Als Reaktion auf die Entscheidung taten sich die Chefredakteure und Verleger zusammen, vom Neuen Blatt bis zum Playboy, in ungewohnter Eintracht angeführt von Spiegel und Focus, um die Bundesregierung dazu aufzufordern, gegen dieses Urteil vorzugehen.

Das Problem an der Kampagne ist: Alle ernst zu nehmenden Presserechtler – und auch Journalisten wie Hans Leyendecker von der SZ – hatten das Urteil unaufgeregt zur Kenntnis genommen. Keine seriöse Berichterstattung werde darunter leiden, keine aufdeckende, keine kritische – und auch keine, die es wagt zu überprüfen, wie es sich denn mit dem Verhalten von Prominenten in der Öffentlichkeit verhält. Es werde sogar weiterhin möglich sein, den Prinzen von Hannover dabei zu fotografieren, wie er an einen Landespavillon pinkelt, nur eben nicht, wie er sich vor dem heimischen Kamin beim Lesen des Caroline-Urteils vor Genugtuung in die Hosen macht.

Das wäre alles nicht weiter beachtenswert, wenn nicht aufgrund der ganzen Aufregung aus dem Blick geriete, wo die Pressefreiheit tatsächlich in Gefahr ist: im Cyberspace.

Folgendes ist vorgefallen: Am 28. Januar hat der Zeitschriften-Verlag Heise in Hannover eine Abmahnung von der Münchener Kanzlei Waldorf zugestellt bekommen, in Auftrag gegeben von acht Firmen der Musikindustrie.
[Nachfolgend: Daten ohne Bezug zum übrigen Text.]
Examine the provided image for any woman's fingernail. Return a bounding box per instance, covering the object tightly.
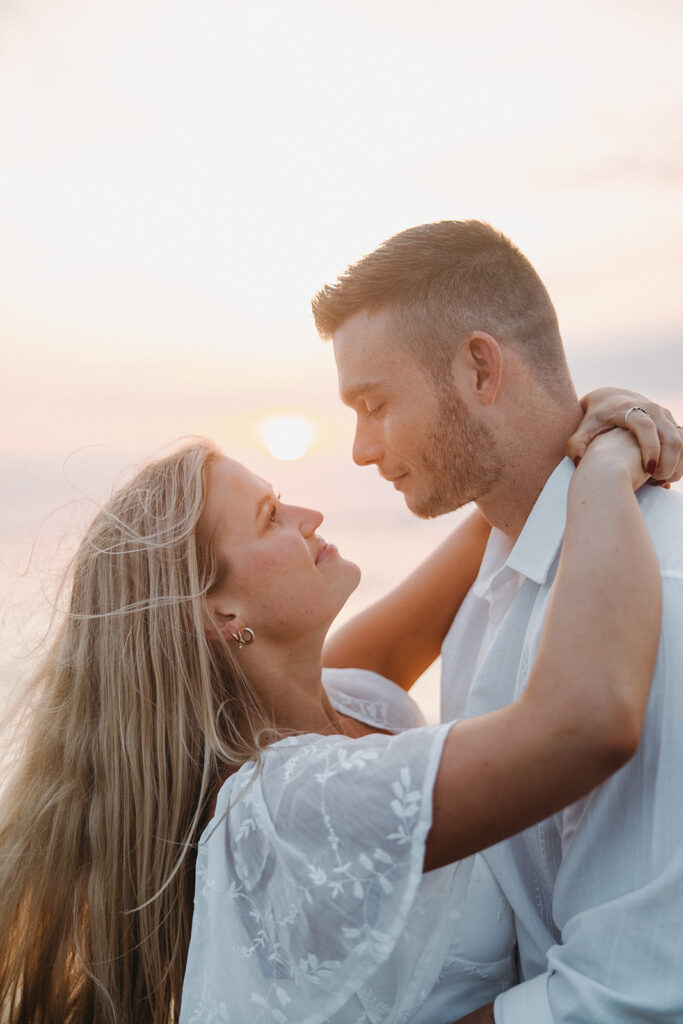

Beide Parteien sind in der Branche keine Unbekannten. Heise gibt inzwischen seit mehr als zwei Jahrzehnten die äußerst erfolgreiche Computerzeitschrift c’t heraus. Zusätzlich veröffentlicht der Verlag im Internet den Heise-Newsticker, den man als Pflichtlektüre für alle bezeichnen kann, die im weitesten Sinn mit Informationstechnologie zu tun haben. Die Kanzlei Waldorf wiederum ist die Leib- und Magenkanzlei der Musikindustrie, beauftragt, mit Hilfe anwaltlicher Unterlassungsverfügungen alle in die Knie zu zwingen, die sie für eine Gefahr ihres Geschäftsmodells hält.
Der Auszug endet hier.